Jeffrey Low
email: jeffctlow@yahoo.com



Saturday, August 8, 2009

THE ORIENTAL MAGPIE ROBIN (copsychus saularis)

There will always be room in my home for a couple of Oriental Magpie Robins. I never can get tired of them. They are hardworking songbirds, hardy and quite easy to maintain in captivity. They always bring back fond memories of the activities involved with keeping this species during my early years when they were abundant in Singapore. It is nostalgic to see and hear them at plantation fringes and roadsides or to catch glimpses of their familiar flight pattern from a distance, every time I travel up north into West Malaysia.

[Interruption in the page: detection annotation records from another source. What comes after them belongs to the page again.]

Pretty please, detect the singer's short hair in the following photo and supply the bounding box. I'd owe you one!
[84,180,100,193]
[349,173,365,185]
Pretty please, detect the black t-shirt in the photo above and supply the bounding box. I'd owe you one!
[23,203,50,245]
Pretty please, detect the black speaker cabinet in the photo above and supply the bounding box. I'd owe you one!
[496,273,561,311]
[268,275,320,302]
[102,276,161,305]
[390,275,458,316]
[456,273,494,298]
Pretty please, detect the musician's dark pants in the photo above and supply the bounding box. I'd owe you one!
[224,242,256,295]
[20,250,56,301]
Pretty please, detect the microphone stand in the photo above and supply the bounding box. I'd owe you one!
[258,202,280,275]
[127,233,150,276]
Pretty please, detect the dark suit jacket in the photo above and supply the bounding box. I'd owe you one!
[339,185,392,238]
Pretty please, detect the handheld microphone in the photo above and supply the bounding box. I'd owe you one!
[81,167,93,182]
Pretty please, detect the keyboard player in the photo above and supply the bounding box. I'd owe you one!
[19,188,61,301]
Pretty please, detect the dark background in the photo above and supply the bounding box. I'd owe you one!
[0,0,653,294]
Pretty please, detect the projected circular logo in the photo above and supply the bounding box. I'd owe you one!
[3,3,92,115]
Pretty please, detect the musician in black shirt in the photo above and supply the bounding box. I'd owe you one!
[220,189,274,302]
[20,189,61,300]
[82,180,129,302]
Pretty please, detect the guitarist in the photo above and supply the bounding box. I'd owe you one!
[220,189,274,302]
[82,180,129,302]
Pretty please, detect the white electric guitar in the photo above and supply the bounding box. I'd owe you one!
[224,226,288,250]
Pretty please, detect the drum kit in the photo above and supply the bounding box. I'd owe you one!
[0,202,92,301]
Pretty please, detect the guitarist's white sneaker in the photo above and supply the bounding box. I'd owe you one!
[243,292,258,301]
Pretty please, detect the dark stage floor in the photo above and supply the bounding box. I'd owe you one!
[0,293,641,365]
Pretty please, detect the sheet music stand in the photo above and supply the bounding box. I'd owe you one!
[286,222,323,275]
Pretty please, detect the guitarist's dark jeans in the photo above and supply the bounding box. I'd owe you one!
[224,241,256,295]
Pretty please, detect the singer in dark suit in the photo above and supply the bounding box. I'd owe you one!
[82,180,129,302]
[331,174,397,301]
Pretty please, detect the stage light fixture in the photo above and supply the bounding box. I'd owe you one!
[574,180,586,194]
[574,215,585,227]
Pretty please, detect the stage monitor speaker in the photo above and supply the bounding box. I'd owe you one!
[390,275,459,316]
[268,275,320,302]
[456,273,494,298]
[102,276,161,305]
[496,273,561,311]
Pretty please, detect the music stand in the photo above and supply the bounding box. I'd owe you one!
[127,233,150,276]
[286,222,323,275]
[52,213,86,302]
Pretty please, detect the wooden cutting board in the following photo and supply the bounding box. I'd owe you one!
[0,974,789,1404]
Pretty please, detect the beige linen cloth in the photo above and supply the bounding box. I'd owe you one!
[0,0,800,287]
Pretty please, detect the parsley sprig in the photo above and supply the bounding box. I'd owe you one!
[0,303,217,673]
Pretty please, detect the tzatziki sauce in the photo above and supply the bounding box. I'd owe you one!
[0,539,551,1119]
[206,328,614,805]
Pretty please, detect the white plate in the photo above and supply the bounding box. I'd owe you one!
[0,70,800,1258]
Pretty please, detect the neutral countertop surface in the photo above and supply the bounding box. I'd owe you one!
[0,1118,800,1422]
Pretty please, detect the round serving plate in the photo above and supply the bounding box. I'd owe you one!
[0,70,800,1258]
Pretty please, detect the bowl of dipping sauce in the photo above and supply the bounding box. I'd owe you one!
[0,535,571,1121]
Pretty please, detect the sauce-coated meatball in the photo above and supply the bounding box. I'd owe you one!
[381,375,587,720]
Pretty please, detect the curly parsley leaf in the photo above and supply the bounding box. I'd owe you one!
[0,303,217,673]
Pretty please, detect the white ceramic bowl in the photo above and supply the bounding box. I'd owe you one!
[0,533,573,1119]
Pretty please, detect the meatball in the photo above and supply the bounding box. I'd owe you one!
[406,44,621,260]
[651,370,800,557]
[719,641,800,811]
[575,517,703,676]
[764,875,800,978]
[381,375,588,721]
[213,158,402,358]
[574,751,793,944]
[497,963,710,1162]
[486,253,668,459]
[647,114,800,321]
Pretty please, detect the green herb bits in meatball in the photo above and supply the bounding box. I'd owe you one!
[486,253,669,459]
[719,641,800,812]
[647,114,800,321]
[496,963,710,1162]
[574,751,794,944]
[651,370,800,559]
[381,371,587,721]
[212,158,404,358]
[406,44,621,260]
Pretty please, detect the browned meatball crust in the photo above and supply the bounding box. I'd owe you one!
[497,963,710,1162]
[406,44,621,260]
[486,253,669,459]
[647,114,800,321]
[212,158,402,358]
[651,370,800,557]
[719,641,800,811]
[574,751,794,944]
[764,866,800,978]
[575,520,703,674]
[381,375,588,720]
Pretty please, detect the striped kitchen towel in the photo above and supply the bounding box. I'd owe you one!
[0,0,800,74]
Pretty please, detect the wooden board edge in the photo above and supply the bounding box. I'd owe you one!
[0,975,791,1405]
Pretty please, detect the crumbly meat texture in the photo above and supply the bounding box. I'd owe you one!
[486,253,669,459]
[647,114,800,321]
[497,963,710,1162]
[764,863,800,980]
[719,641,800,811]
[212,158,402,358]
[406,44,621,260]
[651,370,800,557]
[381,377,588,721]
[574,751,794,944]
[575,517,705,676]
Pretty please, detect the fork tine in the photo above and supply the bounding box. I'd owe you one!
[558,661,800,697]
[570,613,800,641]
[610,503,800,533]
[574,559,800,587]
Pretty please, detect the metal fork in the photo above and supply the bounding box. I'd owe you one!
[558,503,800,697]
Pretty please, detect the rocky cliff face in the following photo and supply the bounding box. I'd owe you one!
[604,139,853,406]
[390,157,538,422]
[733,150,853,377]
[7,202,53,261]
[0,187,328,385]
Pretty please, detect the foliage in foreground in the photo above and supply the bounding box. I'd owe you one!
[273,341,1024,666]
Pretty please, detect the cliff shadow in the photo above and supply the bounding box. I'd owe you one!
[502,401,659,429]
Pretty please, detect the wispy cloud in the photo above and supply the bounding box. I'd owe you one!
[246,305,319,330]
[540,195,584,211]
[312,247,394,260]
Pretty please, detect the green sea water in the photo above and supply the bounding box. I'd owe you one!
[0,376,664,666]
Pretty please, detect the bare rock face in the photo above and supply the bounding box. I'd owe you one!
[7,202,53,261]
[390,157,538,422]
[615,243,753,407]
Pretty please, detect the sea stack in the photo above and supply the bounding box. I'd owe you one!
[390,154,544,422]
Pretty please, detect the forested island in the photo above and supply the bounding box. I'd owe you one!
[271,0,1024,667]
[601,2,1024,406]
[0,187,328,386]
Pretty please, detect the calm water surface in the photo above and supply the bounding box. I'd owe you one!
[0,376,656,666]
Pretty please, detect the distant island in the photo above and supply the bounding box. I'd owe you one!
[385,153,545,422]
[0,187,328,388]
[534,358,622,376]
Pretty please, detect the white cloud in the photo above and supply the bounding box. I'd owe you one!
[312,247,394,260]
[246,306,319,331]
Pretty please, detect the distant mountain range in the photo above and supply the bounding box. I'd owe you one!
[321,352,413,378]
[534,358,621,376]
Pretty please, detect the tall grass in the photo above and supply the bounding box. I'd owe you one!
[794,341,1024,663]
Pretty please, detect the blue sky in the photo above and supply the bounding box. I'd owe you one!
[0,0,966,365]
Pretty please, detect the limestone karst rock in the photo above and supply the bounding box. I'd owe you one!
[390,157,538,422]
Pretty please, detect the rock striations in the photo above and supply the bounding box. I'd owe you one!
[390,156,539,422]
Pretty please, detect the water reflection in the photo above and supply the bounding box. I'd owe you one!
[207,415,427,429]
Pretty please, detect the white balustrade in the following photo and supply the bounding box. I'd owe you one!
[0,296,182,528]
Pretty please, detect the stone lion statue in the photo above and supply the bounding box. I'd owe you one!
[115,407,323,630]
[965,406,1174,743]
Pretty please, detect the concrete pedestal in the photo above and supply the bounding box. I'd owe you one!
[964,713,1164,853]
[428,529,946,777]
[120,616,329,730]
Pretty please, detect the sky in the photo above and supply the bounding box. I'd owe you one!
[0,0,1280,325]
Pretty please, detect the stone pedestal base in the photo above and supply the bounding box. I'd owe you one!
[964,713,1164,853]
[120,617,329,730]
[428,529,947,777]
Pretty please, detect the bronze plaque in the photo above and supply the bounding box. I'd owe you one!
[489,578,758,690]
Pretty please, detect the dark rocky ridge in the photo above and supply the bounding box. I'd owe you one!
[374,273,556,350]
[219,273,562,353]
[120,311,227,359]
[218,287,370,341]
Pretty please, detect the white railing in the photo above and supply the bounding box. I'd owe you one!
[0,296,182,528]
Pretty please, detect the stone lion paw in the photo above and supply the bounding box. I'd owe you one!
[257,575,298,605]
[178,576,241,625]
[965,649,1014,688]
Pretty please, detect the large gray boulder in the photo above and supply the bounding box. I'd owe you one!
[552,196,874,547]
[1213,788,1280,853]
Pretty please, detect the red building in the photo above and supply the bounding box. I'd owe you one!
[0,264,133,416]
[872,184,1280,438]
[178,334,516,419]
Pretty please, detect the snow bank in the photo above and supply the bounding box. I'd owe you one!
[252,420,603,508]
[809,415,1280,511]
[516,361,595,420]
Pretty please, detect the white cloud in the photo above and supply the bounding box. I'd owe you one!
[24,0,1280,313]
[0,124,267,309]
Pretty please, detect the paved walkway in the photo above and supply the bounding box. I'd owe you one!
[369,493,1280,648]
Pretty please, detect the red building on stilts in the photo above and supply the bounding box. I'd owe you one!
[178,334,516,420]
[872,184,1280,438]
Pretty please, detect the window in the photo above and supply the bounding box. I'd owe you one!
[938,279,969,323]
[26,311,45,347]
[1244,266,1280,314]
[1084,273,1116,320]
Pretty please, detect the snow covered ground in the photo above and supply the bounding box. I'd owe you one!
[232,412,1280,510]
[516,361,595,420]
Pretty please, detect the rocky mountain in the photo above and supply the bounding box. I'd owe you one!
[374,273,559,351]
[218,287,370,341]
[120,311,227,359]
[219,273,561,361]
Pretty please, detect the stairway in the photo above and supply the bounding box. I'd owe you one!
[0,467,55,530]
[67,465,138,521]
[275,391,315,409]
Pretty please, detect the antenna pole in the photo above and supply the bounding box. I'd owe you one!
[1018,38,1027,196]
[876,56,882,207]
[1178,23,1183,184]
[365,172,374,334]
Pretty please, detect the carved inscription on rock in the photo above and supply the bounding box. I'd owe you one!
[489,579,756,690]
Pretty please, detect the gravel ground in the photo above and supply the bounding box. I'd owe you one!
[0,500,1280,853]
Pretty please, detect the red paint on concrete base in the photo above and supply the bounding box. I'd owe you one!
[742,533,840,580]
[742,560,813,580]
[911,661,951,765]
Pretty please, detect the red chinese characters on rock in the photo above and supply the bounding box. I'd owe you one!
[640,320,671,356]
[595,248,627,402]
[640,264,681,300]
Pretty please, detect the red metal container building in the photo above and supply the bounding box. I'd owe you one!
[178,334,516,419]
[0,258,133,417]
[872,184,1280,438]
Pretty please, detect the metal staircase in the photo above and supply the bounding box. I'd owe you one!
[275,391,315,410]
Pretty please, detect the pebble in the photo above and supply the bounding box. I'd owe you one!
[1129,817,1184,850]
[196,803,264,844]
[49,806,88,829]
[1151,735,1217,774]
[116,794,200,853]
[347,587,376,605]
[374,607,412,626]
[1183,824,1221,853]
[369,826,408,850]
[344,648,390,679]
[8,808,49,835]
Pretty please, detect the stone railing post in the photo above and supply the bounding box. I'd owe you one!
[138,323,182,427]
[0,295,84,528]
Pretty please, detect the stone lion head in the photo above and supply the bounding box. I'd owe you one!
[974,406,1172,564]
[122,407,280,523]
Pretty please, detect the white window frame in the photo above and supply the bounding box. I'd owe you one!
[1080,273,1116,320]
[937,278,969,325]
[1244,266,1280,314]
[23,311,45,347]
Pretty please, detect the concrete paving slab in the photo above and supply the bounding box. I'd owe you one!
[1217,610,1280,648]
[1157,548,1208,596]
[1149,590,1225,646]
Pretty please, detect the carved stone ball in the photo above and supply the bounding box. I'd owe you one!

This is Neil Sedjawa (alias Kopi-O), my black bellied Oriental Magpie Robin. I enjoy his subsongs and semi-loud songs most of all. He is from Java, and belongs to the subspecies c. saularis amoenus. The other 2 subspecies of black bellied oriental magpie robins are c. saularis adamsi and c. saularis pluto from northern and eastern Borneo. In terms of song variety and melody, Neil is superior to my white bellied subspecies from the Malaysian Peninsula, the c. saularis musicus. Sometimes, the white bellied will interbreed with the black bellied. In Java, javensis x amoenus and in Borneo, musicus x adamsi/pluto.






Neil really loves singing to the rain. Rainy days are never gloomy with him around.